Arizona support professionals create a local from scratch. Their formula: numbers, leadership, and vision.


Photo by Saul Loeb
It's a Southern Arizona portrait: a mining town—San Manuel—with a closed mine and little to show but near-empty stores and $8-an-hour jobs. But look beyond the smokeless smokestacks of BHP Copper, once the nation's largest underground copper mine, and you'll see something truly beautiful: the Galiuro Mountains, the stands of cactus, and a rock-solid local community in which neighbors help neighbors in need.

There isn't an education support professional (ESP) in Mammoth-San Manuel Unified School District #8 who didn't feel the shock waves of BHP's abrupt shutdown in 1999, which threw some 3,000 people out of work. But this economic tsunami never washed away San Manuel's union tradition or its community spirit. Both live on in the Arizona Education Association's (AEA) newest affiliate, the Mammoth-San Manuel ESP Association (MSMESPA).

Like their resilient community, which has reinvented itself as a retirement destination, MSMESPA members have dusted themselves off and built an Association from nothing, independently of teachers. They organized last December, and by March MSMESPA was at 60 percent of potential membership and still growing.

The odds against success were high. Arizona's a right-to-work state, in which ESPs are legally "at-will" employees without the right of due process (an AEA legislative priority). Worse yet, at the beginning of each school year every San Manuel ESP must sign a "letter of intent" declaring that he or she can be terminated "with or without reason, with or without notice."

But MSMESPA members, who are fast approaching their first goal of formal school board recognition, have much going for them: guidance and training from AEA, a positive relationship with the administration, and assertive leaders with lots of vision. "We've been through a lot of insecurity in this town," says MSMESPA President Judy Dykes, a once-unemployed BHP Copper receptionist who became the school district warehouse manager. "We want to make an impact on our future, we want open communications and proper information from the district, and we want some kind of say."

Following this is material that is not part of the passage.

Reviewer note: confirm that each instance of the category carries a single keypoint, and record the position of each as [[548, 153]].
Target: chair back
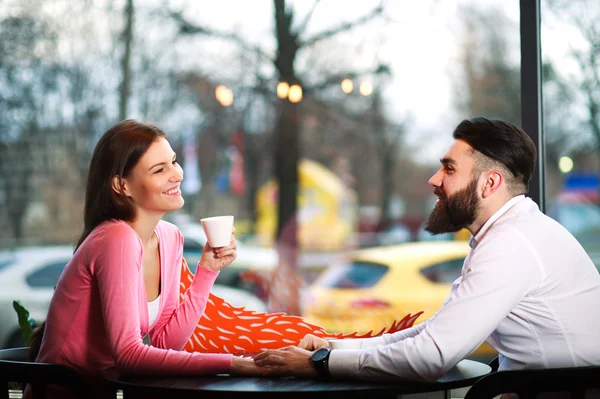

Local Secretary Linda Corona, a transportation/maintenance department secretary, reiterates: "We'd like to establish a good working relationship with the superintendent and school board to make sure our members receive fair wages and working conditions."

This new NEA local affiliate is already down that road. Superintendent Ron Rickel invites MSMESPA input on concerns such as bus driver hours, and the school board now pays more attention to the issues of everybody from para-educators to cleaning staffers.

"When we show up in big numbers at school board meetings," says Corona, "things aren't voted on so easily. They take a second look!"